A study on dermal absorption concluded that " Triethylenetetraamine is not absorbed through the skin to any appreciable extent" (Oyen, 1953).

Another study, on carcinogenicity (DePass 1987), states "Although no skin penetration studies were performed with these ethyleneamines, such studies were performed in the rat with EDA. The results indicated that the rate of absorption was concentration dependent and relatively slow following topical application (Yang et al.,1983a). The estimated absorption was 55 and 12% respectively, when 25 and 10% aqueous solutions were applied for 24 hr. Because of the higher weights and greater number of potentially positively charged amino groups of these ethyleneamines compared to EDA, it is likely that there was very limited systemic circulation of the compounds in these studies. This would be consistent with the absence of systemic toxic effects”

It is therefore concluded that TETA is poorly absorbed after oral administration and very poorly, if at all, absorbed after dermal application. If absorbed, it is rapidly metabolized and excreted.

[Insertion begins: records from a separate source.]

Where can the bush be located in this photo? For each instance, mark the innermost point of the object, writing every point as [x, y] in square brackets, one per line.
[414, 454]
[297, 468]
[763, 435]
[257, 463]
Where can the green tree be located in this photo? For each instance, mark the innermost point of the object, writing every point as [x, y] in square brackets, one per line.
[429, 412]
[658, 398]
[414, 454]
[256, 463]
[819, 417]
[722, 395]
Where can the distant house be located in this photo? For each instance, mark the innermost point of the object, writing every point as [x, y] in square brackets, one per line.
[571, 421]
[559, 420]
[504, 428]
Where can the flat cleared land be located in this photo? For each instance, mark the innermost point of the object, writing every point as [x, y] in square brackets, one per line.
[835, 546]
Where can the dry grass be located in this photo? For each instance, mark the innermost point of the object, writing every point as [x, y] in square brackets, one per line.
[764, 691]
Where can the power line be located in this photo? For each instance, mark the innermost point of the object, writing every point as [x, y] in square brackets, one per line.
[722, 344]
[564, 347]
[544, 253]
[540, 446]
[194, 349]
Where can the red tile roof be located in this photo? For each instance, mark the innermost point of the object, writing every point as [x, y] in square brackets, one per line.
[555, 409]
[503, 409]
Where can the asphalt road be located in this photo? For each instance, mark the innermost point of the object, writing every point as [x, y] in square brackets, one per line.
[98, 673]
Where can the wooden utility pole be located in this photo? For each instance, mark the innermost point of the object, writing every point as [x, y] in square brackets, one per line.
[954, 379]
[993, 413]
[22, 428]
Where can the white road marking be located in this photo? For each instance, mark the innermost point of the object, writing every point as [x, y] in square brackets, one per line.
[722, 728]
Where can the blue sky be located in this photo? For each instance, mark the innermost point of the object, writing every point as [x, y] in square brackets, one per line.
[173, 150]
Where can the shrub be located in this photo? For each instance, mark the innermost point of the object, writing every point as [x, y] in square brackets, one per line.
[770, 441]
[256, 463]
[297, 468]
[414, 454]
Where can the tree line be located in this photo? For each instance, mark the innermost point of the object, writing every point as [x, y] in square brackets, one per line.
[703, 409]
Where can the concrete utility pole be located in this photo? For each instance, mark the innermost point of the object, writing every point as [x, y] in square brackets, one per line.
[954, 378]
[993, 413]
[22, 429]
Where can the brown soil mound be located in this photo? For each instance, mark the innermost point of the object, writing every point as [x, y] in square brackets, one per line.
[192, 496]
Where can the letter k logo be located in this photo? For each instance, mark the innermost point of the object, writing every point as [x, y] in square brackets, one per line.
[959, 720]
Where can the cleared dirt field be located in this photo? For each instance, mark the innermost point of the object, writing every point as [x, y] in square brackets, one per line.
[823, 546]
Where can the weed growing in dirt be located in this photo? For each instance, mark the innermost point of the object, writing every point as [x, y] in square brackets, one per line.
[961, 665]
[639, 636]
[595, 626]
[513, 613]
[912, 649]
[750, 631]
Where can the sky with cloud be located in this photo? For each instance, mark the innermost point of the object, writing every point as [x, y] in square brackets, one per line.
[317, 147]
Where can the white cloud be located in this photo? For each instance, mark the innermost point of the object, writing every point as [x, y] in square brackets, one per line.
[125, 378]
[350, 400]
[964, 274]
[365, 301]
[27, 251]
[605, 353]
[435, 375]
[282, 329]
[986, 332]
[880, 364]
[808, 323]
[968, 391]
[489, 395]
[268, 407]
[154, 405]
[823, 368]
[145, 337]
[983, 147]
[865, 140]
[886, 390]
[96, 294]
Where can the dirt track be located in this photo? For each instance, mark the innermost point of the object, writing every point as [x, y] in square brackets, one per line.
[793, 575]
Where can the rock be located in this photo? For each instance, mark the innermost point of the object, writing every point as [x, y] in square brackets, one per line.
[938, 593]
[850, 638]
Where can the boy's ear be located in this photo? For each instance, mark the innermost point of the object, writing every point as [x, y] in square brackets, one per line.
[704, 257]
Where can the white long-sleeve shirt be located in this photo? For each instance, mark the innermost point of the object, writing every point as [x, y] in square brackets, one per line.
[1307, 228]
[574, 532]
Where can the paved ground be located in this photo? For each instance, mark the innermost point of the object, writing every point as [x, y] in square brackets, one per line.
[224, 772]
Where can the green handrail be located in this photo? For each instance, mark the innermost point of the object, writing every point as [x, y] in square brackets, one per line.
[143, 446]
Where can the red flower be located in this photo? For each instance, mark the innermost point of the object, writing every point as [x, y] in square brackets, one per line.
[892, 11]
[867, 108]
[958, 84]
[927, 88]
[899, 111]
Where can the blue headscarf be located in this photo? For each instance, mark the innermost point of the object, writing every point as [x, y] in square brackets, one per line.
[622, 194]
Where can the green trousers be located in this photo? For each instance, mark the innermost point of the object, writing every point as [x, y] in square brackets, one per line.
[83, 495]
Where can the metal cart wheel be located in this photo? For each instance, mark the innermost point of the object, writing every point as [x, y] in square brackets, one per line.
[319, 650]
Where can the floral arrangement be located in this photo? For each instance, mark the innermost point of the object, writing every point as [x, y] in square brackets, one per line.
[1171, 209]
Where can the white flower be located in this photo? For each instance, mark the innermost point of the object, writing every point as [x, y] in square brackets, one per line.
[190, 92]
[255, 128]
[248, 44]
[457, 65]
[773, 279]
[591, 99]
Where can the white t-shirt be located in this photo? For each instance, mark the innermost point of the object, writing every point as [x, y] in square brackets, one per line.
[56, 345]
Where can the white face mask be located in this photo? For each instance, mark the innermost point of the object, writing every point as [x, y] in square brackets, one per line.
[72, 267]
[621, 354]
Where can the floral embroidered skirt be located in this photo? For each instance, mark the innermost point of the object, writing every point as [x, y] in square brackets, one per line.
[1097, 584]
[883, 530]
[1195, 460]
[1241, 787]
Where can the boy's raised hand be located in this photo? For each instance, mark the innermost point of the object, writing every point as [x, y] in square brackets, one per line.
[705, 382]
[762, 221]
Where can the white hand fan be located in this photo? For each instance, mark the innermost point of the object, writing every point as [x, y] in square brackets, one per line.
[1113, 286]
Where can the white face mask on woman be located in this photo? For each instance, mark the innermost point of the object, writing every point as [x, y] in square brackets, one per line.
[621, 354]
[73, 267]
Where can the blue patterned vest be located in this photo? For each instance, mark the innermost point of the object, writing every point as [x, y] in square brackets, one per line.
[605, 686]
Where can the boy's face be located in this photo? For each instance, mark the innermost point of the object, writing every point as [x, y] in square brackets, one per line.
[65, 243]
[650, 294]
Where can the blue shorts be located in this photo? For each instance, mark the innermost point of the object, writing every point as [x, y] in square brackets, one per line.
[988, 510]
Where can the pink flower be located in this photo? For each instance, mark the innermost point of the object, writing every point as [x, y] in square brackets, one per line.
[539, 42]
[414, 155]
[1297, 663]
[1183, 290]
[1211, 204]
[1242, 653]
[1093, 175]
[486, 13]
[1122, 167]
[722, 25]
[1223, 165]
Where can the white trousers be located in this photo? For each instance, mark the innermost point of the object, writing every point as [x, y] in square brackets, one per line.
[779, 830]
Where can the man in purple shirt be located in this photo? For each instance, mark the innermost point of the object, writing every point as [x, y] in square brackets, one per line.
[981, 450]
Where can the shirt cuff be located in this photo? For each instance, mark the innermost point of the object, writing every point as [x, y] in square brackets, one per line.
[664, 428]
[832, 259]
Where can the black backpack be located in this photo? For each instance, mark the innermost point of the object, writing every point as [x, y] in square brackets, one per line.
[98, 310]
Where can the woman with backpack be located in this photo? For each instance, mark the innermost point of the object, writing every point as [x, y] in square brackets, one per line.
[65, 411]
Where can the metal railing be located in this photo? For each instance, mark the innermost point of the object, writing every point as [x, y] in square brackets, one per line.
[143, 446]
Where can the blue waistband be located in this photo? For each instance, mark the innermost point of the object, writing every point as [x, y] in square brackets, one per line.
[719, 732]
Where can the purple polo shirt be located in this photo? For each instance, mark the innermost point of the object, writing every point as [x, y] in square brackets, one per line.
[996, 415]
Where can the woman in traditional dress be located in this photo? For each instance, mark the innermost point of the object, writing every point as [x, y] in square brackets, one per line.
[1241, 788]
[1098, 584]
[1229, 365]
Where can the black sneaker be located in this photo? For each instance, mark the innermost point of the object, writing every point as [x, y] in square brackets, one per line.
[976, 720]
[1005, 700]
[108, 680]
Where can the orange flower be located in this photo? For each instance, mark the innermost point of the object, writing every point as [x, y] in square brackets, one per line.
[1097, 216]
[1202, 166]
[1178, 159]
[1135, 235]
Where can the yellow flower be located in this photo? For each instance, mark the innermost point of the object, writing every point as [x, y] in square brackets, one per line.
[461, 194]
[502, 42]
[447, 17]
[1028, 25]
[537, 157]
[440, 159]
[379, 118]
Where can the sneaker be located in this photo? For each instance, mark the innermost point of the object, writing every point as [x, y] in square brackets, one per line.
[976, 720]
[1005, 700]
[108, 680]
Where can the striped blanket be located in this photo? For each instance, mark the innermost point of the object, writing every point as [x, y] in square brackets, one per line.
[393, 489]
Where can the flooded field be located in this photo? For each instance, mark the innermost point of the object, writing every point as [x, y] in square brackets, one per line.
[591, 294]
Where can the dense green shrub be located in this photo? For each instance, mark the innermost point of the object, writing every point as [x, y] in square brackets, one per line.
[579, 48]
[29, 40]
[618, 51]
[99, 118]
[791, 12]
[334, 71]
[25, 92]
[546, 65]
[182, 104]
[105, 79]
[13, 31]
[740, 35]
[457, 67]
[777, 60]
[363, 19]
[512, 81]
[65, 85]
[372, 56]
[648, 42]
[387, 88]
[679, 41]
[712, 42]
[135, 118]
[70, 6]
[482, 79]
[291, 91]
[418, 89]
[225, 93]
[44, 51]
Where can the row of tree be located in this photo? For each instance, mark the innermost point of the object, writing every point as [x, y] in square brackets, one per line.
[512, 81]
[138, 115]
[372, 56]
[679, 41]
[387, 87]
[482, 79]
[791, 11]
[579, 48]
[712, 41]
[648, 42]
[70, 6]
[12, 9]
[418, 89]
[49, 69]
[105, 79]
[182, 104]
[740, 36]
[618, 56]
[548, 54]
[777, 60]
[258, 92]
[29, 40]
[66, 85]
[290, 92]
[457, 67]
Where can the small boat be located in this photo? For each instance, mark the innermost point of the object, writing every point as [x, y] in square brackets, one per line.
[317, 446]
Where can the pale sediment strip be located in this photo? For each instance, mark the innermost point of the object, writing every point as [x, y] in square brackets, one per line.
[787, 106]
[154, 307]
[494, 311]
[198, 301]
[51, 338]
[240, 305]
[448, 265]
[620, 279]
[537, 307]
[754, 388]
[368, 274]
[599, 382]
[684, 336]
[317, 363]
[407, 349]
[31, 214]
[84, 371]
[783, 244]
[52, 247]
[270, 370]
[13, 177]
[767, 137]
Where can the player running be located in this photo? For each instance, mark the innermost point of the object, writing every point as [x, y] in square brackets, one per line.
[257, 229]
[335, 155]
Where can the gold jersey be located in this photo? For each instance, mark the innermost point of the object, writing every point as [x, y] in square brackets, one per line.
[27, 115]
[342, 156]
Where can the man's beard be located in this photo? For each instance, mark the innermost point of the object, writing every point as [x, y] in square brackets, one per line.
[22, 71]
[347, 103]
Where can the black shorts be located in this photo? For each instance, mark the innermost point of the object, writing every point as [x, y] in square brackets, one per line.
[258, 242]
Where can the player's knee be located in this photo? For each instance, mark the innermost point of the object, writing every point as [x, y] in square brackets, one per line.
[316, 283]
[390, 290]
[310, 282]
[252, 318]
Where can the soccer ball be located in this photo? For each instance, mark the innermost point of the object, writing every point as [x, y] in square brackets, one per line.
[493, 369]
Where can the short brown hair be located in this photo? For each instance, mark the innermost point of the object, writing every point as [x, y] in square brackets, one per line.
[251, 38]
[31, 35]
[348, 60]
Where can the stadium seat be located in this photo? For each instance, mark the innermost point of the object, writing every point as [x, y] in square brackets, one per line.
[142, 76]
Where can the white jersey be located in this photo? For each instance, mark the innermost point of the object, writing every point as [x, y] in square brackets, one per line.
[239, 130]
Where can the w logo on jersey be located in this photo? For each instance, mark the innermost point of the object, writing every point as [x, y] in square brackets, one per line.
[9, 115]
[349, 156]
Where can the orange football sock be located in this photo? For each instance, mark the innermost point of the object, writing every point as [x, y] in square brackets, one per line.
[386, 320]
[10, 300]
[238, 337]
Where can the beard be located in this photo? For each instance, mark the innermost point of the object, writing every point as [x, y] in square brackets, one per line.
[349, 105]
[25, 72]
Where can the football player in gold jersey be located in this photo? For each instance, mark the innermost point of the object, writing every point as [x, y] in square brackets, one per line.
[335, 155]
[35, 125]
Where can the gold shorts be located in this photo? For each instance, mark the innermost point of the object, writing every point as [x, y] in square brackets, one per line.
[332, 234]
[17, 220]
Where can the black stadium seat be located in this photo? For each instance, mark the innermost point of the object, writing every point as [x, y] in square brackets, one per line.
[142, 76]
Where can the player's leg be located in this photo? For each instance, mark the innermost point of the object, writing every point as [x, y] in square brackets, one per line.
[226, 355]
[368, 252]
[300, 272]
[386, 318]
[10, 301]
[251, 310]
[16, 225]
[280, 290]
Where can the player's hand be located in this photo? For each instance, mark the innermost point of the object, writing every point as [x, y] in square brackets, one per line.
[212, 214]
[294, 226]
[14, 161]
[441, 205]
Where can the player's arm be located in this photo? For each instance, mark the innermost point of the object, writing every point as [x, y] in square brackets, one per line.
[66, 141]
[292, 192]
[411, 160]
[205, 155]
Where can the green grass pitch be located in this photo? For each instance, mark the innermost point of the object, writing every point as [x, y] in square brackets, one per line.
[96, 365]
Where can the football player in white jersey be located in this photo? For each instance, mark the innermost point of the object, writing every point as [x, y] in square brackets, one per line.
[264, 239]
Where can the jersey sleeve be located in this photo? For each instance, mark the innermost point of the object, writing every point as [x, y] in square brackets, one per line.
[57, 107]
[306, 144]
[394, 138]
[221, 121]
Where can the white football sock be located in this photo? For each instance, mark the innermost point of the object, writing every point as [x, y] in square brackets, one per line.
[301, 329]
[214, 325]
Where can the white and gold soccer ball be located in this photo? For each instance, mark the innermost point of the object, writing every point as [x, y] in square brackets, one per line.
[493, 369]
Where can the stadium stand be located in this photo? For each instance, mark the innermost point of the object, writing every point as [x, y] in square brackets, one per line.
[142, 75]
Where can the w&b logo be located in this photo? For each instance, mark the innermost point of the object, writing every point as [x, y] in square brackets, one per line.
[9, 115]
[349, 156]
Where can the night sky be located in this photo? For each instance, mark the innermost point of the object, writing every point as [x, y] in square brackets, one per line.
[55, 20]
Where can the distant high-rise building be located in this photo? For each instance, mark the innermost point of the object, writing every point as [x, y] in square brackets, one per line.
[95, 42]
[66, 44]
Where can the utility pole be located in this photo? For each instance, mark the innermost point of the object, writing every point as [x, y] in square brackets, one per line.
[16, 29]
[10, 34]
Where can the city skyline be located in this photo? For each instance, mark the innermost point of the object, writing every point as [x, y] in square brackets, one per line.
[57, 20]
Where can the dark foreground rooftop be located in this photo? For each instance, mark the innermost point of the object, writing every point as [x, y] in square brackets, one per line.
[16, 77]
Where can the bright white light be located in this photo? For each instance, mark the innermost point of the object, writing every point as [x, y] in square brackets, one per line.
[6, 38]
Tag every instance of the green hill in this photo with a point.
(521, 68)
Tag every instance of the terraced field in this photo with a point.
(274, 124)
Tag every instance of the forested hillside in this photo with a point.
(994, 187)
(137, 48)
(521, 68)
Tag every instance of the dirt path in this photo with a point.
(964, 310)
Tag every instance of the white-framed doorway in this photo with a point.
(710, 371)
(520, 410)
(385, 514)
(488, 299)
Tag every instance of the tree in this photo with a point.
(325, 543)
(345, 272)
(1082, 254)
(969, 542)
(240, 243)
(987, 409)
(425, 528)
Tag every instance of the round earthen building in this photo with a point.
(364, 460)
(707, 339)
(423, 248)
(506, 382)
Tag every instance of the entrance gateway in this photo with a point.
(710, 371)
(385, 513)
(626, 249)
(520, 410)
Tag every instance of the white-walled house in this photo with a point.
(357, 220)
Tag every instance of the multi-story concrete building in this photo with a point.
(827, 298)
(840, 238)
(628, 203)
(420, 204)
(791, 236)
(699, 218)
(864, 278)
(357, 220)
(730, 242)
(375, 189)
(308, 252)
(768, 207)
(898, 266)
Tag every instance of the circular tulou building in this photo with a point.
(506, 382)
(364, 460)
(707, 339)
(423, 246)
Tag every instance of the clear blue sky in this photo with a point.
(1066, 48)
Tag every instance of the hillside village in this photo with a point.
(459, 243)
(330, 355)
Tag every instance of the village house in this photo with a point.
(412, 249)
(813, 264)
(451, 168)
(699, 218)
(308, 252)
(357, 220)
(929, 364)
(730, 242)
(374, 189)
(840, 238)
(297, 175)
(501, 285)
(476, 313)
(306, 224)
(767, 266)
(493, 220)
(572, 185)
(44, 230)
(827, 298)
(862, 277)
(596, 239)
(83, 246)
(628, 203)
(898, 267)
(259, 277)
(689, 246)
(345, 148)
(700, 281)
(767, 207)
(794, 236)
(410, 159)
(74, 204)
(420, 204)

Other studies were done with TETA.2HCl (CAS 38260 -01 -4). The 8 -h TETA excretion by 2 subjects was only 1.6 and 1.7%, respectively, of the administered dose. This finding apparently suggested that TETA was hardly absorbed through the digestive tract (Kodoma 1993). This was supported by Kobayashi (1990) showing that the bioavailability of TETA was below 10% and the plasma levels of TETA in non-fasted rats were significantly lower than that observed in fasted rats. The urinary excretion of unchanged TETA during 24 h was only 3.5% of the orally administered dose. However, the urinary excretion of total TETA including metabolites, though they have not been identified, was 35.7%. These results suggest that low bioavailability of TETA might be due to the rapid metabolism in the body after absorption from the gastrointestinal tract. Bioavailability of 25.5% in rats in a fasting state and 14.0% in rats not in a fasting state was also reported (Takeda 1995). The main absorption route for TETA might be permeation across the plasma membrane of intestinal epithelial cells, brush border membrane (BBM) of rat small intestine (Kobayashi 1990). The concentration of dosage solution and first pass metabolism in the intestinal wall may play an important role in the absorption of TETA in humans as well as in rats (Takeda 1995). Tanabe (1996a) showed that the predominant transport process of polyamines in rat intestinal brush-border membrane seemed to be passive diffusion which is dependent on the electrostatic binding to the acidic phospholipids such as phosphatidylserine. The uptake of TETA by rat intestinal brush-border membrane vesicle shares with polyamine a common transport mechanism which includes a charge-interaction between the polycation and the negative charge of the inner membrane layer. This mechanism provides an explanation for the poor and variable absorption of TETA. A study with beagle dogs showed that no significant accumulation of TETA occurred during the dosing period (Meamura 1998).